The principles of database design, or, the Truth is out there

(ebellani.github.io)

Show context

jandrewrogers ◴[19 May 25 05:53 UTC] No.44026812[source]▶

This takes an overly simple view of what domains can look like. There are data models that necessarily violate these principles, and they aren’t all that rare.

Some examples:

> A relation should be identified by a natural key that reflects the entity’s essential, domain-defined identity

In some domains there is no natural key because the identity is literally an inference problem and relations are probabilistic. The objective of the data model is to aggregate enough records to discover and attribute natural keys with some level of confidence. A common class of data models with this property are entity resolution data models.

> All information in the database is represented explicitly and in exactly one way

Some data models have famously dual natures. Cartographic data models, for example, must be represented both as a graph models (for routing and reachability relationships) and as geometric models (for spatial relationships). The “one true representation” has been a perennial argument in mapping for my entire life and both sides are demonstrably correct.

> Every base relation should be in its highest normal form (3, 5 or 6th normal form).

This is one of those things that sounds attractive because it ignores that it requires no ambiguities about domain boundaries or semantics, which doesn’t exist in practice. I bought into this idea too when I was a young and naive data modeler. Trying to tamp out these ambiguities adds an unbounded number of data model epicycles that add a lot of complexity and performance loss. At some point, strict normalization is not worth the cost in several aspects.

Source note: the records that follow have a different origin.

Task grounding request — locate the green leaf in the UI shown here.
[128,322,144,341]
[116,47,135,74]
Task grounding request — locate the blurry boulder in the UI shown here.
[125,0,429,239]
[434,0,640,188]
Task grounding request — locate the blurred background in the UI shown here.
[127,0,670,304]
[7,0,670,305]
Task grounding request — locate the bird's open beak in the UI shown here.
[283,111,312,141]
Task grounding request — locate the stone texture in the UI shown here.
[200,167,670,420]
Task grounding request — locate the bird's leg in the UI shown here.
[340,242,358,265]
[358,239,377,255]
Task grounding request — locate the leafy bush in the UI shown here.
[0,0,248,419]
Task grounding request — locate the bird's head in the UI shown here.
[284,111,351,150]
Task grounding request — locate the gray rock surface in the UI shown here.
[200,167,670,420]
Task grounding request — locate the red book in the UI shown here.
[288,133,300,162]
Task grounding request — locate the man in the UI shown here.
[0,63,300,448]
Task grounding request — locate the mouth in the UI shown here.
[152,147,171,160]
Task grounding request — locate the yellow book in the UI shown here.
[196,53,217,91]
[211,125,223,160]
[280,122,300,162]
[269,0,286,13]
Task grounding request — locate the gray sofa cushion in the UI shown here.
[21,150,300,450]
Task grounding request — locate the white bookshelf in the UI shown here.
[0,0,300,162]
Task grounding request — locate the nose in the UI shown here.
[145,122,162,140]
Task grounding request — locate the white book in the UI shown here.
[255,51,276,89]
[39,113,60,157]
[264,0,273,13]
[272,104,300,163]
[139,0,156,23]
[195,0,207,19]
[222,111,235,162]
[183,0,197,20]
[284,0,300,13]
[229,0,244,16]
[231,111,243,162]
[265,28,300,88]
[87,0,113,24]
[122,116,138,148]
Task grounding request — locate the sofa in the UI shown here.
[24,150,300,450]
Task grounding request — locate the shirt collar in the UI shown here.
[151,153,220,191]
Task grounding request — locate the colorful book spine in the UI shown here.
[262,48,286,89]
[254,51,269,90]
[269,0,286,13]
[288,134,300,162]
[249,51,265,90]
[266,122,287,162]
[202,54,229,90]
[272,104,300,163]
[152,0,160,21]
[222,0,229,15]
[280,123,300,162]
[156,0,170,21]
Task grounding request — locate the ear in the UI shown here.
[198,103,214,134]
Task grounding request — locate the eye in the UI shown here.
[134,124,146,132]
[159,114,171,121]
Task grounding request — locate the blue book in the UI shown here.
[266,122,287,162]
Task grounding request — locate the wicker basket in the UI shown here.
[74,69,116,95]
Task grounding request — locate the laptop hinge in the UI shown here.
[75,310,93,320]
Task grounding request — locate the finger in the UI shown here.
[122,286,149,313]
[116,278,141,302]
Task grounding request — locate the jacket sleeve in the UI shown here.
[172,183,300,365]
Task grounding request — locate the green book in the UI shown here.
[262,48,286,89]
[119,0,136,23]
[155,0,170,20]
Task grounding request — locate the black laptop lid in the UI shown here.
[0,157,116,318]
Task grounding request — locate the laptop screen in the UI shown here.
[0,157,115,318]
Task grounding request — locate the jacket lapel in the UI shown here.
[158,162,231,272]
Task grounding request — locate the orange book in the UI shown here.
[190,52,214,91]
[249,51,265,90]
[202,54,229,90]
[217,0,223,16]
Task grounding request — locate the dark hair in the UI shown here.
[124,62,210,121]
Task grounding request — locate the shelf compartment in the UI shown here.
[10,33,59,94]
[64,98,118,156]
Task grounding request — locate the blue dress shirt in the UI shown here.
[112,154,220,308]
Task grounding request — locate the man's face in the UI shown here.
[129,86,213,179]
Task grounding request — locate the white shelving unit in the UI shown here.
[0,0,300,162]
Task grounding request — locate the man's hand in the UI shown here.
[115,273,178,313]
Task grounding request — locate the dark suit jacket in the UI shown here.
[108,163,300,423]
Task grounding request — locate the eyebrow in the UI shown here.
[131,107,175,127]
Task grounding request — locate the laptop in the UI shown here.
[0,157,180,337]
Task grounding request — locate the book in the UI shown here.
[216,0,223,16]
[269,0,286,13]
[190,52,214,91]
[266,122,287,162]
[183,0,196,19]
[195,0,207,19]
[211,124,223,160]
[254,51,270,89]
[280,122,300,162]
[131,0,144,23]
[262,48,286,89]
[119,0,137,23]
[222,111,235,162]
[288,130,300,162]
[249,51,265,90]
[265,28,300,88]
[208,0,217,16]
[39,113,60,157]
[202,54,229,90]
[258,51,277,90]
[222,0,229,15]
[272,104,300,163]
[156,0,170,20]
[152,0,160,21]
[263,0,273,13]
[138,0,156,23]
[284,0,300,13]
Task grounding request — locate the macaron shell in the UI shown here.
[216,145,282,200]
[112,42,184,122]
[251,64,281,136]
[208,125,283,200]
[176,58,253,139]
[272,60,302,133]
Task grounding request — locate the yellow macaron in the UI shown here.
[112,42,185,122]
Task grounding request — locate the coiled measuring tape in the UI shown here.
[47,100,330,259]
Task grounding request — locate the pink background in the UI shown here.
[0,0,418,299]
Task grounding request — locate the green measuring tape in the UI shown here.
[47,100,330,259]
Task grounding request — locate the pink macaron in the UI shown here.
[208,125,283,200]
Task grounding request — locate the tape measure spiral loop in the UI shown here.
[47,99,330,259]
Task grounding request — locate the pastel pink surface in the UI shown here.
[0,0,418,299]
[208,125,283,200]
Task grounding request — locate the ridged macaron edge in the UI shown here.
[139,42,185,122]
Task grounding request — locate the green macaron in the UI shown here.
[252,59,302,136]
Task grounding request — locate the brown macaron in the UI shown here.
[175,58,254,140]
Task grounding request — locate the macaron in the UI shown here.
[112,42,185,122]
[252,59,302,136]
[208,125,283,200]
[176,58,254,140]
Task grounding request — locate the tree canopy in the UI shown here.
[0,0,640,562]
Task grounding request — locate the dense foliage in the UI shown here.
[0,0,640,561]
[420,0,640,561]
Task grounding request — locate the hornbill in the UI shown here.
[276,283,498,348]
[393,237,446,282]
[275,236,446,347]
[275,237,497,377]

In almost all cases, it is far more important that the data model be efficient to work with than it be the abstract platonic ideal of a domain model. All of these principles have to work on real hardware in real operational environments with all of the messy limitations that implies.

replies(2): >>44028007 #>>44036521 #

1. Akronymus ◴[19 May 25 09:40 UTC] No.44028007[source]▶

>>44026812 #

I strive to keep most things in at least the 3rd NF. Except stuff like addresses or names, those I intentionally don't push to be normalized, as they make up a single datum anyways, and normalizing creates more problems than it solves IME.

replies(2): >>44028661 #>>44030322 #

2. friendzis ◴[19 May 25 11:31 UTC] No.44028661[source]▶

>>44028007 (TP) #

Addresses and names are nice, well-known examples for cross-domain data. It's not that attempts at normalizing these structural datums create problems per se, but rather there is no single true normalization, therefore wrong normalizations start causing problems.

replies(1): >>44028735 #

3. Akronymus ◴[19 May 25 11:39 UTC] No.44028735[source]▶

>>44028661 #

Yeah, normalizing inherently introduces constraints on the data. For example, normalizing to first and last name implies no middle names/having a first and last in the first place.

Also, first and last names depend on the culture. Oh and people can have more than 1 name (as in distinct names, rather than multi part names. Some cultures use different names with different social circles).

Easier to just let them put their preferred name into a freeform text field.

replies(1): >>44052103 #

4. sgarland ◴[19 May 25 14:33 UTC] No.44030322[source]▶

>>44028007 (TP) #

> Except stuff like addresses or names, those I intentionally don't push to be normalized

IMO, it depends. While the idea of normalizing names is amusing, I probably wouldn't ever push for that either. For addresses, though, I would absolutely normalize everything beyond the street address. If nothing else, it enables you to quite cheaply (from a storage / memory perspective) add a lot of analytics on users that might be useful, but would be expensive to store with every record - things like city population, postal code median income, etc.

And in cases where you need to have your own company's address displayed per-user (disclosures for financial products, for example), it's absolutely a good idea. A full address, especially a business one that might have a Suite, Floor, etc. can easily be 60-80 chars, which over hundreds of millions of rows, adds up.

replies(1): >>44030379 #

5. Akronymus ◴[19 May 25 14:37 UTC] No.44030379[source]▶

>>44030322 #

> I would absolutely normalize everything beyond the street address. If nothing else,

I'd personally rather store those datums in additional fields/tables, extracted from the address.

6. HelloNurse ◴[21 May 25 14:51 UTC] No.44052103{3}[source]▶

>>44028735 #

Very importantly, the value can be adapted to its purpose. A person's name can be very different if it is to be used for credits in a publication, for a formal wedding invitation and guest list or for shipping to a specific address.

↑